I owe the solution to this problem to Scott MacMillan of Macguffin games, one of the three speakers at the Post Mortem meeting. When asked to describe a sequence of different games as "indie" or "not indie," MacMillan refused to answer, claiming that the distinction was not only stupid, but counterproductive. All it accomplished, he argued (and I paraphrase), was to further the stratification of "indie" as a brand, positioned in a sort of counterculture opposition to the triple-A spectacle. And the persistence of this brand is harmful to the development of indie games, because it just gives them another form to mimic, instead of letting them be their own production.
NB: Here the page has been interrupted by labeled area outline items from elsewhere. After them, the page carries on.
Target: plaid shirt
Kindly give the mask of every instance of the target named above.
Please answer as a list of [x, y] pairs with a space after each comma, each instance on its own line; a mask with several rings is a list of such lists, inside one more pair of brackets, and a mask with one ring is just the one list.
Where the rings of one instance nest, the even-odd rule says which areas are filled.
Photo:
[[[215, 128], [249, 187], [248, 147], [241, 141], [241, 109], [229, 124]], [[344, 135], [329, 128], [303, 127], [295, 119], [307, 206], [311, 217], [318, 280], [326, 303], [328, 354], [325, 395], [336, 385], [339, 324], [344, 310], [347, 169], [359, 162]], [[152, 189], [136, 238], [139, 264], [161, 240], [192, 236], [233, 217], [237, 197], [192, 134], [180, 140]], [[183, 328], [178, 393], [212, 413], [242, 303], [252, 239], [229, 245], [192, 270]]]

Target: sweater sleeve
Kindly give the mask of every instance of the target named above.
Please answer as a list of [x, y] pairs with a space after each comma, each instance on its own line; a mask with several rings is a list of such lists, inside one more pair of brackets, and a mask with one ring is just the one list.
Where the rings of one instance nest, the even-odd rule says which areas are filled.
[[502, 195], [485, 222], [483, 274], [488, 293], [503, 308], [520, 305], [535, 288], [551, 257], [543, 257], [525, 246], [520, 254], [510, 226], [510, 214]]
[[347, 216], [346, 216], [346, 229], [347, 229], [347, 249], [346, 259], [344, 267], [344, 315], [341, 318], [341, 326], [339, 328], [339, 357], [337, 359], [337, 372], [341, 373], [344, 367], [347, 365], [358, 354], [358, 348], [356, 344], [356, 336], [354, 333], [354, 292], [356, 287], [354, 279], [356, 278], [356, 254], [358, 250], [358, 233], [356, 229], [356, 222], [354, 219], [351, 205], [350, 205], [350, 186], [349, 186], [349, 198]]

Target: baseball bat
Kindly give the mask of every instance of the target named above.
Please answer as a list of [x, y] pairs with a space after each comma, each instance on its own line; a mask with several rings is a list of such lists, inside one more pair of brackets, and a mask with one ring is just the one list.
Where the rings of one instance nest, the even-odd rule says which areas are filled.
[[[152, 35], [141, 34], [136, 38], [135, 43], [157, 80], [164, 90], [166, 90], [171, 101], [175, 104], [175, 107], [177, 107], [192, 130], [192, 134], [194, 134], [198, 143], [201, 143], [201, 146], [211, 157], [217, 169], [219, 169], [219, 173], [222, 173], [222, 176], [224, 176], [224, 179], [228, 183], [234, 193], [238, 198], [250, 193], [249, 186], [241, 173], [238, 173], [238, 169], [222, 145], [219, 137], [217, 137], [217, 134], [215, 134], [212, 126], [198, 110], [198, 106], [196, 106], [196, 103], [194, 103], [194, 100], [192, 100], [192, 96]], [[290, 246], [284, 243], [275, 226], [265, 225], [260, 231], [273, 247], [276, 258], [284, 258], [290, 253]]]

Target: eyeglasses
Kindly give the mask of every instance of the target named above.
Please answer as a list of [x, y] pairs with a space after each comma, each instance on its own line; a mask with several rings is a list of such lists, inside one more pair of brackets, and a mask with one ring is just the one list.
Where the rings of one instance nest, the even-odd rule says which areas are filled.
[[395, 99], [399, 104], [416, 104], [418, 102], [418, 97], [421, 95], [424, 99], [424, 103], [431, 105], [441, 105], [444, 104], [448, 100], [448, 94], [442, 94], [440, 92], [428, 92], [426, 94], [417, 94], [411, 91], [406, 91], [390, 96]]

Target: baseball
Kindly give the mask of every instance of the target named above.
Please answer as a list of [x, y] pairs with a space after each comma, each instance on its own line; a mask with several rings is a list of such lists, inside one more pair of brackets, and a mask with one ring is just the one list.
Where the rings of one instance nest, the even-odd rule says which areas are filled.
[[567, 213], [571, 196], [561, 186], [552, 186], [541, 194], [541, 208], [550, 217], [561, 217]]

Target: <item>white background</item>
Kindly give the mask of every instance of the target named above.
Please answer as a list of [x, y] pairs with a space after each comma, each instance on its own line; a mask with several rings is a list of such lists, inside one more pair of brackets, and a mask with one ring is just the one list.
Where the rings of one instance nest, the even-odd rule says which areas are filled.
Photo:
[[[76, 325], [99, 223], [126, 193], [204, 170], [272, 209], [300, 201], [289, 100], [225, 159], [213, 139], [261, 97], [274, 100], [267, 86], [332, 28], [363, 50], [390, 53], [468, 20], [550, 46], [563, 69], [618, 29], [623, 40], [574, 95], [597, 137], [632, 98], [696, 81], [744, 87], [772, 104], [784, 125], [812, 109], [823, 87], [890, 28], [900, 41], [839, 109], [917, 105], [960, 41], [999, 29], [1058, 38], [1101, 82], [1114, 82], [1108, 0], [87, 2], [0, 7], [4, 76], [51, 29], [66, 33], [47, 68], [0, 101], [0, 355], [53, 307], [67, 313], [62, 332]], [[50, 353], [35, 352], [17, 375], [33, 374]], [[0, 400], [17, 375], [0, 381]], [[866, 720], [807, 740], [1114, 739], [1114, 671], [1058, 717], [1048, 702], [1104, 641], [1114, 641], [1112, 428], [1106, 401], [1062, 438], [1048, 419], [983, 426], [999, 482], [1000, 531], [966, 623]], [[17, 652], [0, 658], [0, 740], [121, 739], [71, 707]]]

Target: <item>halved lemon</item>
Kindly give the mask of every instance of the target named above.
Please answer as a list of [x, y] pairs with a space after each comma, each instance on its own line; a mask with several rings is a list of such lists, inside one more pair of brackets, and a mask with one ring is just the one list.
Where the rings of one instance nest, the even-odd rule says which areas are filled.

Cave Story connected with me where other indie games failed to do so because, in spite of the fact that it was produced independently, it refuses to wear the indie label. It positions itself firmly within the history of video games, instead of in opposition to them. It's not an experiment, it's not an exercise in purism, and it's not any more minimalist than it needs to be - it's just a good game. As a gameplay experience, Cave Story doesn't do anything creative or new - it's homage to Super Metroid, plain and simple. But Cave Story is captivating precisely because it makes no effort to be new-wave. I remember it because of its rich, retro-evocative soundtrack, its classically-styled, charming sprite art, its cute, likable characters and quirky writing. Perhaps best of all, it tells a concrete, linear story, something even the best indie games have historically been averse to doing. It has the feel of a concept that was the artist's original, sprawling vision, conceived in wide-eyed naivete, unfettered and uncompromised.

The drive to realize such visions is what makes games great, and Amaya shows that it can be done on your own, but Cave Story is a frighteningly rare breed. With the "games as art" debate set as a permanent backdrop for the philosophy of game development, the minimalist, interpretive puzzle game is beginning to look like gaming's equivalent of the Oscar-bait Scorsese drama. I am glad that games like Limbo and World of Goo exist - they need to exist - but fledgling independent game-makers need a development culture in which Cave Stories are encouraged just as much as Limbos.